From: Greg Smith <greg(at)2ndquadrant(dot)com>
To: Philippe Rimbault <primbault(at)edd(dot)fr>
Cc: pgsql-performance(at)postgresql(dot)org
Subject: Re: Strange explain on partitioned tables
Date: 2010-07-22 13:32:36
Message-ID: 4C484874.3060609@2ndquadrant.com
Views: Raw Message | Whole Thread | Download mbox | Resend email
Lists: pgsql-performance

Philippe Rimbault wrote:
> I have one thousand inherited tables like this one (with a different
> check constraint on each) :

The PostgreSQL partitioning system is aimed to support perhaps a hundred
inherited tables. You can expect to get poor performance on queries if
you create 1000 of them. That's not the cause of your current problem,
just pointing out there's a larger design problem here you'll probably
have to fix one day.

> EXPLAIN ANALYZE
> select
> documents.id,
> documents.num,
> sources.name,
> l.name
> from
> documents,
> locations l,
> sources
> where
> documents.id_source = 113 and
> documents.id_location=l.id and
> documents.id_source=sources.id
> order by
> documents.id desc
> limit 5;

Please don't put your EXPLAIN plans surrounded in " marks; it makes it
harder to copy out of your message to analyze them with tools. I put
this bad one into http://explain.depesz.com/s/XD and it notes that the
"public.documents.id_location = l.id" search is underestimating the
number of rows by a factor of 8.7. You might get a better plan if you
can get better table statistics on that column. Did you run ANALYZE
since the partitioning was done? If not, that could be making this
worse. You might increase the amount of table statistics on this
specific column too, not sure what would help without knowing exactly
what's in there.

Another thing you can try is suggest the optimizer not use a hash join
here and see if it does the right thing instead; be a useful bit of
feedback to see what that plan turns out to be. Just put "set
enable_hashjoin=off;" before the rest of the query, it will only impact
that session.

--
Greg Smith 2ndQuadrant US Baltimore, MD
PostgreSQL Training, Services and Support
greg(at)2ndQuadrant(dot)com www.2ndQuadrant.us


From: Philippe Rimbault <primbault(at)edd(dot)fr>
To: pgsql-performance(at)postgresql(dot)org
Subject: Re: Strange explain on partitioned tables
Date: 2010-07-22 14:10:51
Message-ID: 4C48516B.90103@edd.fr
Views: Raw Message | Whole Thread | Download mbox | Resend email
Lists: pgsql-performance

Greg,

First : thank you for you help.

On 22/07/2010 15:32, Greg Smith wrote:
> Philippe Rimbault wrote:
>> I have one thousand inherited tables like this one (with a different
>> check constraint on each) :
>
> The PostgreSQL partitioning system is aimed to support perhaps a
> hundred inherited tables. You can expect to get poor performance on
> queries if you create 1000 of them. That's not the cause of your
> current problem, just pointing out there's a larger design problem
> here you'll probably have to fix one day.
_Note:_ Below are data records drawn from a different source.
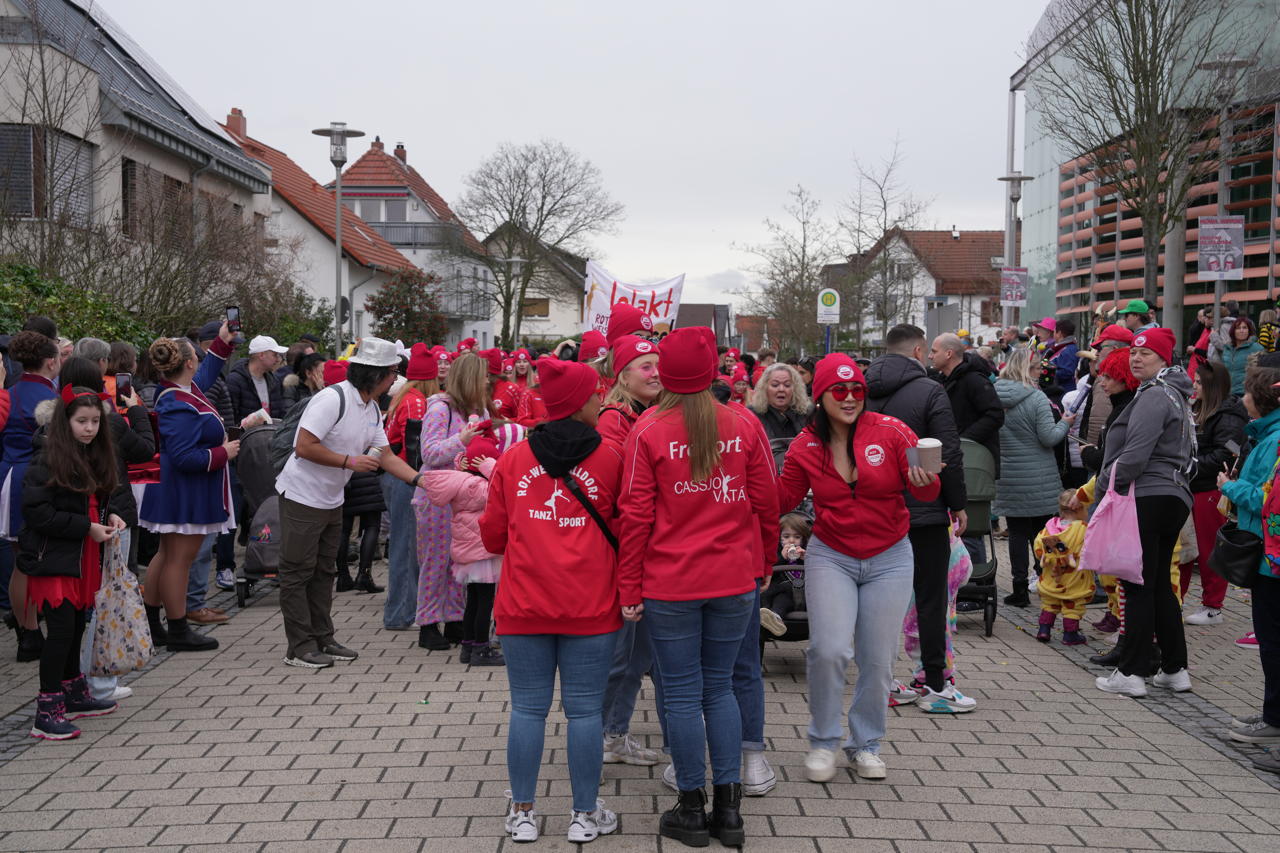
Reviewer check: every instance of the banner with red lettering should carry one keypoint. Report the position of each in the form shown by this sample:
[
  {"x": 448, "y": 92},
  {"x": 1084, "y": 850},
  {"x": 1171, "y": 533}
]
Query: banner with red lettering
[{"x": 603, "y": 291}]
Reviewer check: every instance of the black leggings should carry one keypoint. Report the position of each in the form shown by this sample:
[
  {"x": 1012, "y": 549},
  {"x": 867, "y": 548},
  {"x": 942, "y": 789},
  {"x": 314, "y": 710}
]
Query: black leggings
[
  {"x": 1151, "y": 606},
  {"x": 64, "y": 626},
  {"x": 479, "y": 612},
  {"x": 370, "y": 523}
]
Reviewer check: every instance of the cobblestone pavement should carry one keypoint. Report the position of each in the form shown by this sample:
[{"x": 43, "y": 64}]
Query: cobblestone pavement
[{"x": 405, "y": 751}]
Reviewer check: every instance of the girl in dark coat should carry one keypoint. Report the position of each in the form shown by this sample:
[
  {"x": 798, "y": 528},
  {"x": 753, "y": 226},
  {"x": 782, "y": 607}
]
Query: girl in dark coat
[{"x": 72, "y": 501}]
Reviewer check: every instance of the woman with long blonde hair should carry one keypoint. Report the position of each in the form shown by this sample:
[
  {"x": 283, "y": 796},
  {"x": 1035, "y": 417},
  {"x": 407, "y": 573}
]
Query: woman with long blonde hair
[
  {"x": 698, "y": 497},
  {"x": 448, "y": 427}
]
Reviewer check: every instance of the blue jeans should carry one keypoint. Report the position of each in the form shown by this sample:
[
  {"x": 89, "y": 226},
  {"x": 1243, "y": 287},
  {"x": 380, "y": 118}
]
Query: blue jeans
[
  {"x": 531, "y": 665},
  {"x": 401, "y": 605},
  {"x": 197, "y": 576},
  {"x": 632, "y": 657},
  {"x": 695, "y": 644},
  {"x": 749, "y": 682},
  {"x": 855, "y": 611}
]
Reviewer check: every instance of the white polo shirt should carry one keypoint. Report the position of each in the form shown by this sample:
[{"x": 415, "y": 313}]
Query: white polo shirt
[{"x": 361, "y": 427}]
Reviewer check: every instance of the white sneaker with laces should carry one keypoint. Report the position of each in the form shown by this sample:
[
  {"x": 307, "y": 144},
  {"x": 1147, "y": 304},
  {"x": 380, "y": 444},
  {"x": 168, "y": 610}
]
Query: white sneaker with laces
[
  {"x": 1205, "y": 616},
  {"x": 586, "y": 826},
  {"x": 868, "y": 765},
  {"x": 1130, "y": 685},
  {"x": 949, "y": 699},
  {"x": 819, "y": 765},
  {"x": 521, "y": 824},
  {"x": 625, "y": 749},
  {"x": 1179, "y": 682},
  {"x": 758, "y": 778}
]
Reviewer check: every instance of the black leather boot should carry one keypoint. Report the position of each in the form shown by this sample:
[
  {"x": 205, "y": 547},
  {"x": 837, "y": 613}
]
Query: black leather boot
[
  {"x": 726, "y": 822},
  {"x": 686, "y": 822},
  {"x": 365, "y": 582}
]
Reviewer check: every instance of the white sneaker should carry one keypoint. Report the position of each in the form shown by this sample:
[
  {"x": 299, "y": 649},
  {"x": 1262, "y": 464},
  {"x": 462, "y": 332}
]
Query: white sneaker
[
  {"x": 1179, "y": 682},
  {"x": 626, "y": 749},
  {"x": 819, "y": 765},
  {"x": 758, "y": 778},
  {"x": 1133, "y": 685},
  {"x": 946, "y": 701},
  {"x": 586, "y": 826},
  {"x": 521, "y": 825},
  {"x": 772, "y": 623},
  {"x": 868, "y": 765},
  {"x": 668, "y": 778},
  {"x": 1205, "y": 616}
]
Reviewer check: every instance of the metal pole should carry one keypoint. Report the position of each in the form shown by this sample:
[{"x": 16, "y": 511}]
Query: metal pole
[{"x": 337, "y": 242}]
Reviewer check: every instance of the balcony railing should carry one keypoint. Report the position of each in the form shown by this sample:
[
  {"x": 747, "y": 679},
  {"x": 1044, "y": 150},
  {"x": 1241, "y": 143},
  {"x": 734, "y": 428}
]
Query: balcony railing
[{"x": 419, "y": 235}]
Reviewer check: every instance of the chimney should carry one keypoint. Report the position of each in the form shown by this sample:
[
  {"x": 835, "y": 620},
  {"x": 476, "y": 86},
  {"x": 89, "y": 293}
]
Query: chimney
[{"x": 236, "y": 122}]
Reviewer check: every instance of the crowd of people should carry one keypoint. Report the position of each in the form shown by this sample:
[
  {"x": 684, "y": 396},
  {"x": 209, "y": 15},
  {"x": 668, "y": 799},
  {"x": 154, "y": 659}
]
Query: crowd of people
[{"x": 635, "y": 503}]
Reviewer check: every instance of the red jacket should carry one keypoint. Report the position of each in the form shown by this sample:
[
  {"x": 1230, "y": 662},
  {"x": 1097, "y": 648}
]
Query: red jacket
[
  {"x": 680, "y": 539},
  {"x": 558, "y": 571},
  {"x": 867, "y": 521}
]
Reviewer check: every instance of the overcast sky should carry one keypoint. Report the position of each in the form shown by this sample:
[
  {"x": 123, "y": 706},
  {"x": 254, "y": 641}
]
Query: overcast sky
[{"x": 700, "y": 114}]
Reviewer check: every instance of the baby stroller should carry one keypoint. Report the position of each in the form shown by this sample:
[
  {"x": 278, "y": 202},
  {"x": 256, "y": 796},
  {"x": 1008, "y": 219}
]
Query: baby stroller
[
  {"x": 257, "y": 488},
  {"x": 979, "y": 479}
]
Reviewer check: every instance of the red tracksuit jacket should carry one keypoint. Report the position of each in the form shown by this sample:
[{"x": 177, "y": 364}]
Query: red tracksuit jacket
[
  {"x": 558, "y": 571},
  {"x": 865, "y": 523},
  {"x": 680, "y": 539}
]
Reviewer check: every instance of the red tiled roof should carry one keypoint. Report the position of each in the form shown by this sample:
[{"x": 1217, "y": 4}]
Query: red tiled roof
[
  {"x": 316, "y": 204},
  {"x": 376, "y": 168}
]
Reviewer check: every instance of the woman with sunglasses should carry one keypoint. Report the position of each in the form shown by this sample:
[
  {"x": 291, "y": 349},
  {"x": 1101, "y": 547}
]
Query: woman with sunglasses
[{"x": 858, "y": 568}]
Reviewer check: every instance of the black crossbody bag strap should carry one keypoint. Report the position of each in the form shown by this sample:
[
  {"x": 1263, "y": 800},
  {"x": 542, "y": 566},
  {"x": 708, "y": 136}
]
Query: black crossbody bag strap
[{"x": 586, "y": 503}]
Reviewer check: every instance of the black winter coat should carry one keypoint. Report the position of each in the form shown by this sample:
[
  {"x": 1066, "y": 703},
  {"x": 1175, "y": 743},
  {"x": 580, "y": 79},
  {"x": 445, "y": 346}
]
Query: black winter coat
[
  {"x": 56, "y": 521},
  {"x": 243, "y": 395},
  {"x": 974, "y": 404},
  {"x": 364, "y": 493},
  {"x": 1224, "y": 425},
  {"x": 897, "y": 386}
]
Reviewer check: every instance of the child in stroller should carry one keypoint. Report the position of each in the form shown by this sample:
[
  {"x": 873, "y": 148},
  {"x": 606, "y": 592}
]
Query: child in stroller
[{"x": 784, "y": 600}]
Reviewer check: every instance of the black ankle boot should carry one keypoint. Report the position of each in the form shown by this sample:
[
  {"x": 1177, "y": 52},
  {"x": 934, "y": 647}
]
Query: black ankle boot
[
  {"x": 159, "y": 635},
  {"x": 31, "y": 644},
  {"x": 365, "y": 582},
  {"x": 344, "y": 582},
  {"x": 726, "y": 822},
  {"x": 686, "y": 822},
  {"x": 429, "y": 638}
]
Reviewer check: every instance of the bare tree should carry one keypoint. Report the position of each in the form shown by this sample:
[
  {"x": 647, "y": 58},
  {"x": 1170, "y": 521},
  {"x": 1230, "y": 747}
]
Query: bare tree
[
  {"x": 1121, "y": 86},
  {"x": 534, "y": 199},
  {"x": 789, "y": 268},
  {"x": 882, "y": 287}
]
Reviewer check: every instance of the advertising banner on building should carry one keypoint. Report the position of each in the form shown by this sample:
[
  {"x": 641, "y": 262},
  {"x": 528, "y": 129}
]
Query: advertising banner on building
[
  {"x": 1221, "y": 249},
  {"x": 1013, "y": 286},
  {"x": 603, "y": 291}
]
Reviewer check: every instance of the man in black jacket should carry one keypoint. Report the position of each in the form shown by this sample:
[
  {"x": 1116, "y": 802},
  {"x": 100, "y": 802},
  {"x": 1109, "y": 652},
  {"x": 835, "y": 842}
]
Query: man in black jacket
[{"x": 897, "y": 386}]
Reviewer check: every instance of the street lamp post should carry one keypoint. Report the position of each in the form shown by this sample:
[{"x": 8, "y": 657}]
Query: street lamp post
[{"x": 338, "y": 133}]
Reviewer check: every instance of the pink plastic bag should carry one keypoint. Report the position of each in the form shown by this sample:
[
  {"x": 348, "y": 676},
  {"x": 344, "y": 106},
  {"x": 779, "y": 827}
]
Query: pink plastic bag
[{"x": 1111, "y": 542}]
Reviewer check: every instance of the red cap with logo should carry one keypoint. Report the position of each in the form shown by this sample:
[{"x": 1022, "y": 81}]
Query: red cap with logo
[{"x": 832, "y": 370}]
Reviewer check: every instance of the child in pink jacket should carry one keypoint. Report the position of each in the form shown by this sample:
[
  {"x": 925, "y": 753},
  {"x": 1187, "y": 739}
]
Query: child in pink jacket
[{"x": 466, "y": 491}]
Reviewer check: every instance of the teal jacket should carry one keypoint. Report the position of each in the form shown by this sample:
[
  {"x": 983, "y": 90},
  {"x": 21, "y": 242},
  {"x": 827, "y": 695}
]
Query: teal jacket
[
  {"x": 1246, "y": 491},
  {"x": 1237, "y": 360}
]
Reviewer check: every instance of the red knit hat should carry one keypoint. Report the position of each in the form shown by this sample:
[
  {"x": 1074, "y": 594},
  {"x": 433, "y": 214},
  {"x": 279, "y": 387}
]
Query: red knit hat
[
  {"x": 626, "y": 319},
  {"x": 689, "y": 360},
  {"x": 565, "y": 386},
  {"x": 1159, "y": 341},
  {"x": 627, "y": 349},
  {"x": 421, "y": 364},
  {"x": 494, "y": 359},
  {"x": 594, "y": 346},
  {"x": 334, "y": 372},
  {"x": 1116, "y": 366},
  {"x": 832, "y": 370}
]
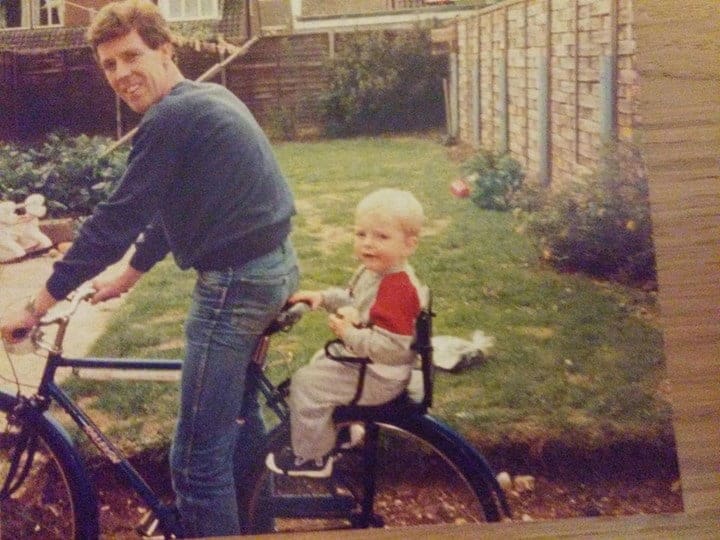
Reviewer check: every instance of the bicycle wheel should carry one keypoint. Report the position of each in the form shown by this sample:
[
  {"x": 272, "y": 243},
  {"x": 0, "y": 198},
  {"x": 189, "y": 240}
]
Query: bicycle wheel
[
  {"x": 50, "y": 496},
  {"x": 424, "y": 474}
]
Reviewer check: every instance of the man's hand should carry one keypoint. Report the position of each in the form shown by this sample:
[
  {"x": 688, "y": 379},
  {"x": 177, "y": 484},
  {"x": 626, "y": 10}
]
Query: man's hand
[{"x": 105, "y": 289}]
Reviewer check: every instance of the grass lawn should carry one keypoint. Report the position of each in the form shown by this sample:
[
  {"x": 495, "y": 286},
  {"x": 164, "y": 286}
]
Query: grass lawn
[{"x": 576, "y": 360}]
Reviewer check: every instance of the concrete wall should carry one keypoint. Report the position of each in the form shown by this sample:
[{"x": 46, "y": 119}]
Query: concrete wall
[{"x": 547, "y": 80}]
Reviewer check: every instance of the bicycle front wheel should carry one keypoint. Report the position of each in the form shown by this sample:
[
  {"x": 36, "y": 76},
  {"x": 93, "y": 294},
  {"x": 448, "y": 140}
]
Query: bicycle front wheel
[
  {"x": 412, "y": 474},
  {"x": 44, "y": 491}
]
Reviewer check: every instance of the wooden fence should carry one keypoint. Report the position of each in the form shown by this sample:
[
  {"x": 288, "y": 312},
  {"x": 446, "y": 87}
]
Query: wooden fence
[
  {"x": 546, "y": 80},
  {"x": 281, "y": 79}
]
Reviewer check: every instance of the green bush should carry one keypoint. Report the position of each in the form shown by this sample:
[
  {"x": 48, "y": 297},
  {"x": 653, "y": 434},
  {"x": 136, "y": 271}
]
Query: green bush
[
  {"x": 381, "y": 83},
  {"x": 494, "y": 179},
  {"x": 66, "y": 170},
  {"x": 600, "y": 224}
]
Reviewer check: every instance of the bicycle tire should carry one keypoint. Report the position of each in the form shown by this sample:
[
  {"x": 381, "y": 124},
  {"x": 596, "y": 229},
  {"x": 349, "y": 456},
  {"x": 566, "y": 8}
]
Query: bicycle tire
[
  {"x": 57, "y": 498},
  {"x": 456, "y": 485}
]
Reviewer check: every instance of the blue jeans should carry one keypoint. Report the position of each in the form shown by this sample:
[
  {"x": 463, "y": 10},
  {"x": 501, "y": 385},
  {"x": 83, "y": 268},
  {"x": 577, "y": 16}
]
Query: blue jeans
[{"x": 219, "y": 422}]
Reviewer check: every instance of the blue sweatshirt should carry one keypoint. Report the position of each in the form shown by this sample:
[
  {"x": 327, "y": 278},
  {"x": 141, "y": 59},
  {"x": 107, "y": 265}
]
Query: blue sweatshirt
[{"x": 202, "y": 182}]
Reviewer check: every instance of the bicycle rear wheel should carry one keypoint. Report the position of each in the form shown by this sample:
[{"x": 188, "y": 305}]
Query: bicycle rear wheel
[
  {"x": 45, "y": 492},
  {"x": 421, "y": 477}
]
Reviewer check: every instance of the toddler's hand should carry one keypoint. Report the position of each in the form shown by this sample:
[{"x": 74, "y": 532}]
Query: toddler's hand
[
  {"x": 338, "y": 325},
  {"x": 350, "y": 314}
]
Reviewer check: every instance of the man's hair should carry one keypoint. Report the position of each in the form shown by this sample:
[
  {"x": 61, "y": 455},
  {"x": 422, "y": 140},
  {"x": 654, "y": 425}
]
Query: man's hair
[
  {"x": 396, "y": 203},
  {"x": 118, "y": 19}
]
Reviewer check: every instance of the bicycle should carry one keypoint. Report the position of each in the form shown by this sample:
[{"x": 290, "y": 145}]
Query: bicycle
[{"x": 47, "y": 491}]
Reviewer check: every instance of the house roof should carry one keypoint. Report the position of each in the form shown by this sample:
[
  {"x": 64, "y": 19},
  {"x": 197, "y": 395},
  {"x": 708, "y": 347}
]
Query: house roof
[{"x": 231, "y": 26}]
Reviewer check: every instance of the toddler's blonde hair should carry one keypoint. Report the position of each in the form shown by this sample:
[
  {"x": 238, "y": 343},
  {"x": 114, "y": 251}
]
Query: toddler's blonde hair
[{"x": 396, "y": 203}]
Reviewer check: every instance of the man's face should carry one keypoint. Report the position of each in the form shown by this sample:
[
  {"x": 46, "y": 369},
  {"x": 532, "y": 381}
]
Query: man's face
[{"x": 141, "y": 76}]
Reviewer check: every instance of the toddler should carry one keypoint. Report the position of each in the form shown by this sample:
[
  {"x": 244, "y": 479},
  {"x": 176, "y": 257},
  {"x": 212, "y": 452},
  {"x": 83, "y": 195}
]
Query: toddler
[{"x": 374, "y": 317}]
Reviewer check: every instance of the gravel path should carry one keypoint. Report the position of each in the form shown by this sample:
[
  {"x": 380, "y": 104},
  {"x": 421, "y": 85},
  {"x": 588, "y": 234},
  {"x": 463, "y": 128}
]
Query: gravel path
[{"x": 18, "y": 283}]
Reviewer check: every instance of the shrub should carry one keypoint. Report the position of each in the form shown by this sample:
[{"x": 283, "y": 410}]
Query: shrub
[
  {"x": 380, "y": 83},
  {"x": 67, "y": 171},
  {"x": 600, "y": 224},
  {"x": 494, "y": 179}
]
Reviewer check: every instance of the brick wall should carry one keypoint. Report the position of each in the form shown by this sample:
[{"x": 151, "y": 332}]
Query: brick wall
[{"x": 502, "y": 54}]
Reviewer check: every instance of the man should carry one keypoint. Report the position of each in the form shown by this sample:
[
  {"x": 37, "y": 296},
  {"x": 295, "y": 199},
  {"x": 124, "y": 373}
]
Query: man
[{"x": 201, "y": 182}]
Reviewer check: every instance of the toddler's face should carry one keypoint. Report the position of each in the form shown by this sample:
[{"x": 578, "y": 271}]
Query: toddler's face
[{"x": 380, "y": 243}]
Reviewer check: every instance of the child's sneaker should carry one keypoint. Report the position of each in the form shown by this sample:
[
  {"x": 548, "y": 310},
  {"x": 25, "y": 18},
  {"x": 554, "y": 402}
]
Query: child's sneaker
[
  {"x": 350, "y": 436},
  {"x": 286, "y": 462}
]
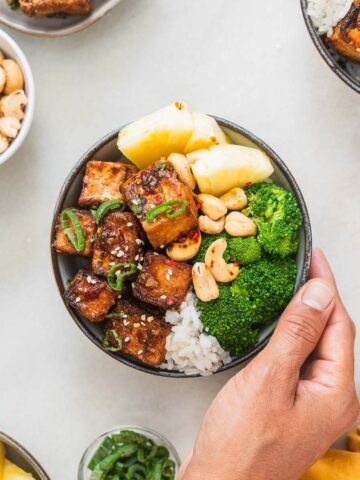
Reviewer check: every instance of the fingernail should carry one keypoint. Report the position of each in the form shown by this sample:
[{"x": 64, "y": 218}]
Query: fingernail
[{"x": 317, "y": 295}]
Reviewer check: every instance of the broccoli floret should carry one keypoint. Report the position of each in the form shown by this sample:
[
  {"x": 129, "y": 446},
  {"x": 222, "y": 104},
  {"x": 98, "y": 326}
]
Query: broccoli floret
[
  {"x": 244, "y": 250},
  {"x": 277, "y": 216},
  {"x": 230, "y": 321},
  {"x": 268, "y": 285},
  {"x": 257, "y": 296},
  {"x": 206, "y": 241}
]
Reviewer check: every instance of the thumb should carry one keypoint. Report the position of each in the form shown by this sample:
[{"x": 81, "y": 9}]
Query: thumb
[{"x": 300, "y": 328}]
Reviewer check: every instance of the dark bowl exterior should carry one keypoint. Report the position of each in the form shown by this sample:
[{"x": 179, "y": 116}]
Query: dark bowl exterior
[
  {"x": 325, "y": 53},
  {"x": 83, "y": 324},
  {"x": 21, "y": 457}
]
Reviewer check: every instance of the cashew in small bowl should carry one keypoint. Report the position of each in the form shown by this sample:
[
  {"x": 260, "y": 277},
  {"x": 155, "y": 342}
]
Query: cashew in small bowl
[
  {"x": 9, "y": 126},
  {"x": 205, "y": 286},
  {"x": 184, "y": 250},
  {"x": 13, "y": 105},
  {"x": 14, "y": 76},
  {"x": 209, "y": 226},
  {"x": 4, "y": 143},
  {"x": 239, "y": 225},
  {"x": 212, "y": 206},
  {"x": 182, "y": 167},
  {"x": 214, "y": 260},
  {"x": 234, "y": 199}
]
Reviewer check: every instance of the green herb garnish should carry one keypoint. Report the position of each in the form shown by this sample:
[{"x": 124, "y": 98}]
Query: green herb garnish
[
  {"x": 168, "y": 209},
  {"x": 107, "y": 343},
  {"x": 68, "y": 217},
  {"x": 106, "y": 207},
  {"x": 116, "y": 280},
  {"x": 131, "y": 456}
]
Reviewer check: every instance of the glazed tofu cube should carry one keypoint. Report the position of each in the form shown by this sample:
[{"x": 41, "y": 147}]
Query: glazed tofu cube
[
  {"x": 102, "y": 182},
  {"x": 62, "y": 243},
  {"x": 90, "y": 296},
  {"x": 51, "y": 7},
  {"x": 162, "y": 282},
  {"x": 119, "y": 240},
  {"x": 153, "y": 186},
  {"x": 143, "y": 334}
]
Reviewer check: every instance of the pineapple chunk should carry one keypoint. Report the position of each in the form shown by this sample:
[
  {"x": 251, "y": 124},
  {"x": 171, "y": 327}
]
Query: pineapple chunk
[
  {"x": 206, "y": 133},
  {"x": 157, "y": 135},
  {"x": 13, "y": 472},
  {"x": 222, "y": 167}
]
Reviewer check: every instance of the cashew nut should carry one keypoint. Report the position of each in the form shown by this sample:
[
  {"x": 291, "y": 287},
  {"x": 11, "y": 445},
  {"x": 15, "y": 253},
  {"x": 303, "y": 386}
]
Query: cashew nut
[
  {"x": 214, "y": 260},
  {"x": 209, "y": 226},
  {"x": 182, "y": 167},
  {"x": 234, "y": 199},
  {"x": 14, "y": 76},
  {"x": 9, "y": 126},
  {"x": 2, "y": 79},
  {"x": 212, "y": 206},
  {"x": 239, "y": 225},
  {"x": 4, "y": 144},
  {"x": 185, "y": 250},
  {"x": 205, "y": 285},
  {"x": 12, "y": 105}
]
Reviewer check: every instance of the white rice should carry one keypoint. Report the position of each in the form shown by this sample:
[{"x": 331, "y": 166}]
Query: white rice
[
  {"x": 325, "y": 14},
  {"x": 188, "y": 349}
]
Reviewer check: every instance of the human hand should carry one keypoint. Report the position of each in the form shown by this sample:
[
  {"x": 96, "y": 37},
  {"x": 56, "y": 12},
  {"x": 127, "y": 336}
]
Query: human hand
[{"x": 278, "y": 415}]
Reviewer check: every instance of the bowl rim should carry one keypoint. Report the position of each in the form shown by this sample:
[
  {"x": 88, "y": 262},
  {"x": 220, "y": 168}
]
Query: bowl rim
[
  {"x": 137, "y": 429},
  {"x": 86, "y": 22},
  {"x": 30, "y": 93},
  {"x": 127, "y": 360},
  {"x": 4, "y": 437},
  {"x": 324, "y": 52}
]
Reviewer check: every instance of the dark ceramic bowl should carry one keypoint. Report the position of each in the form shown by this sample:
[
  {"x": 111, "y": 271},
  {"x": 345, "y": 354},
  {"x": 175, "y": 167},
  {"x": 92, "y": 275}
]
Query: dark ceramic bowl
[
  {"x": 21, "y": 457},
  {"x": 336, "y": 62},
  {"x": 66, "y": 266}
]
Right now, there is only 6 inherited tables, but for performance issue,
where are testing solutions on more partionned systeme (all work fine
except for query with order by).

>
>> EXPLAIN ANALYZE
>> select
>> documents.id,
>> documents.num,
>> sources.name,
>> l.name
>> from
>> documents,
>> locations l,
>> sources
>> where
>> documents.id_source = 113 and
>> documents.id_location=l.id and
>> documents.id_source=sources.id
>> order by
>> documents.id desc
>> limit 5;
>
> Please don't put your EXPLAIN plans surrounded in " marks; it makes it
> harder to copy out of your message to analyze them with tools. I put
> this bad one into http://explain.depesz.com/s/XD and it notes that the
> "public.documents.id_location = l.id" search is underestimating the
> number of rows by a factor of 8.7. You might get a better plan if you
> can get better table statistics on that column. Did you run ANALYZE
> since the partitioning was done? If not, that could be making this
> worse. You might increase the amount of table statistics on this
> specific column too, not sure what would help without knowing exactly
> what's in there.
>
> Another thing you can try is suggest the optimizer not use a hash join
> here and see if it does the right thing instead; be a useful bit of
> feedback to see what that plan turns out to be. Just put "set
> enable_hashjoin=off;" before the rest of the query, it will only
> impact that session.
>

Sorry for the output of the EXPLAIN ...

VACUUM ANALYZE have been done just before test of query.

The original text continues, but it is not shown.